Société

Stade de France : les Maghrébins en parfait bouc-émissaire

Les émigrés et les Français d’origine maghrébine ont bon dos. Du moins pour une partie de la société et de la classe politique, ils sont à l’origine de tous les problèmes qui surviennent dans le pays, même lorsque l’évidence les met hors de cause.

C’est, une nouvelle fois, ce qui s’est passé au lendemain des incidents enregistrés au stade de France à l’occasion de la finale de la Ligue des champions, samedi 28 mai. Ce soir-là, la France a complètement raté l’organisation de l’événement.

Officiellement, des milliers de spectateurs, notamment anglais, se sont présentés devant les portes d’entrée du stade avec de faux billets, ce qui a engendré des bousculades, des tentatives de forcer le passage et des affrontements avec les forces de l’ordre.

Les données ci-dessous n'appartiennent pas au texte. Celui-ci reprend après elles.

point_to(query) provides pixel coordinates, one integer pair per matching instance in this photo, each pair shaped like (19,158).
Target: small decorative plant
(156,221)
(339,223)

Le débat devait rester à ce niveau et chercher comment une telle situation a été rendue possible pour éviter des cas similaires à l’avenir, d’autant plus que Paris s’apprête à accueillir les Jeux olympiques en 2024. Sauf que le scandale est survenu en pleine campagne électorale pour les législatives et a eu lieu à Saint-Denis, une ville devenue le souffre-douleur de l’extrême-droite française qui, bien entendu, ne pouvait pas manquer une telle aubaine.

Le ministre de l’Intérieur, Gérald Darmanin, a mis en cause les porteurs de faux billets, mais Eric Zemmour n’est pas d’accord et l’accuse de « mettre la poussière sous le tapis ». Pour le candidat à la dernière élection présidentielle, les incidents sont l’œuvre de « banlieusards, pillards, voleurs ».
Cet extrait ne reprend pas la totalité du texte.